Anne van der Does heeft bij het Laboratorium voor Respiratoire Celbiologie en Immunologie van de afdeling Longziekten van het LUMC een onderzoeksmodel op basis van een lung-on-chip ontwikkeld. Hiermee wil ze de complexe biologie onderzoeken achter de afweer van de long tegen infectie (‘host defence’), en daarbij vooral kijken naar het samenspel tussen het longepitheel en de daaronder liggende immuunen bloedvatcellen. Dat moet leiden tot meer inzicht in de verhoogde gevoeligheid voor infecties bij chronische longziekten, zoals COPD en astma, en uiteindelijk een betere behandeling ervan.
Onze longen worden dagelijks blootgesteld aan allerlei stofjes, bacteriën en virussen die het lichaam niet binnen wil hebben. De eerste verdedigingslinie bestaat uit verschillende lagen epitheelcellen. Die bevatten onder meer slijmproducerende cellen en trilhaarcellen, die het slijm (met daarin de ongewenste stoffen) kunnen wegduwen. Daarbij worden ze geholpen door lichaamseigen antibiotica in de vorm van antimicrobiële peptiden die door onder andere de epitheelcellen worden geproduceerd. Alles wat het afweersysteem van het epitheel doorlaat is prooi voor de immuuncellen, die via de onderliggende bloedvaten worden aangevoerd. Waar het longepitheel bij gezonde mensen een betrouwbare poortwachter is, kunnen patiënten met chronische longziekten, zoals COPD en astma, veel minder rekenen op deze verdedigingslinie.

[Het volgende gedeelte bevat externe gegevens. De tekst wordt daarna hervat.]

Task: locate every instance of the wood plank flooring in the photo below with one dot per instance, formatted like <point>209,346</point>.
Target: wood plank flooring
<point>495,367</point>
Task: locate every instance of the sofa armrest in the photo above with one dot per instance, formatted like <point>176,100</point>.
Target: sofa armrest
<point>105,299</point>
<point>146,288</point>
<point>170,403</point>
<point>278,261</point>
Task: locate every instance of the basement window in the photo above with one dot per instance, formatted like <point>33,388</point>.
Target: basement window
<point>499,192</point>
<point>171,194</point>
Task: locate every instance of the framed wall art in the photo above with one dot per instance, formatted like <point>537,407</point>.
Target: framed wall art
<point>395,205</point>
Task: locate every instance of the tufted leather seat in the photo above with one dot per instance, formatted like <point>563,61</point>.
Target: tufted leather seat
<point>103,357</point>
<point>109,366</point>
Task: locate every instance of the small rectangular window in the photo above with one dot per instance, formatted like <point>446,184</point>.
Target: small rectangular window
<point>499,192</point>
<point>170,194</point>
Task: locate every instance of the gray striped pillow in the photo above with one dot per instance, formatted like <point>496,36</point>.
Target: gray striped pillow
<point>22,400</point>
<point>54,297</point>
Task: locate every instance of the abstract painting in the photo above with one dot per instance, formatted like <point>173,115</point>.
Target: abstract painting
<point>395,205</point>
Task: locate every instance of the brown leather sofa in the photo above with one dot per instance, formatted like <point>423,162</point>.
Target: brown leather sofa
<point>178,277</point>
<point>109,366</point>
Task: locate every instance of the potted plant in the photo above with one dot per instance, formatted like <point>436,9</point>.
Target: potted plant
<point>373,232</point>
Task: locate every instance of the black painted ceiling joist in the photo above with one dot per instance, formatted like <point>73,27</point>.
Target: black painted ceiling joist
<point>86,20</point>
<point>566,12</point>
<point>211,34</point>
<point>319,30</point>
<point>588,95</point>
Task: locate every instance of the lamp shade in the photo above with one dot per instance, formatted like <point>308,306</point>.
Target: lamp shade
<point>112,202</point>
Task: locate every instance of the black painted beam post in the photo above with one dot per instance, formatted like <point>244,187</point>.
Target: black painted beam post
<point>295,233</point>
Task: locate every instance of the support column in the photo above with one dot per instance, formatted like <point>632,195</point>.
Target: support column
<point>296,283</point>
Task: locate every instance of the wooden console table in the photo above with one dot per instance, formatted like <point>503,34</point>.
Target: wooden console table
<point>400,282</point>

Anne van der Does, post doc bij de afdeling Longziekten van het LUMC, heeft enkele jaren geleden al laten zien dat dit mede te maken heeft met de veranderende samenstelling van het epitheel bij chronische longziekten. “Veel patiënten met chronische longziekten krijgen in de loop der tijd meer slijmproducerende cellen en minder trilhaarcellen. Hierdoor blijft er veel meer slijm achter, wat kan leiden tot flinke hoestaanvallen bij dergelijke patiënten. Bijkomend effect van die veranderingen is dat er ook andere hoeveelheden antimicrobiële peptiden worden geproduceerd, wat een reden zou kunnen zijn waarom de patiënten gevoeliger zijn voor infecties.” Die gevoeligheid voor infecties zou ook kunnen samenhangen met een veranderende samenstelling van het microbioom, dat net als in de darmen ook in de longen aanwezig is, maar dan wel in veel lagere concentraties. Zo laag, dat het nog maar de vraag is of er in de longen een structurele rol voor het microbioom is weggelegd. Het zou ook kunnen dat de aanwezigheid hiervan vooral een consequentie is van het in- en uitademen van de bacteriën. “Je ziet echter wel vaak bij patiënten met longziekten dat de klaring van bacteriën en virussen niet goed werkt, en er daardoor meer achterblijft, meer kan uitgroeien en er ook veranderingen kunnen plaatsvinden in het microbioom.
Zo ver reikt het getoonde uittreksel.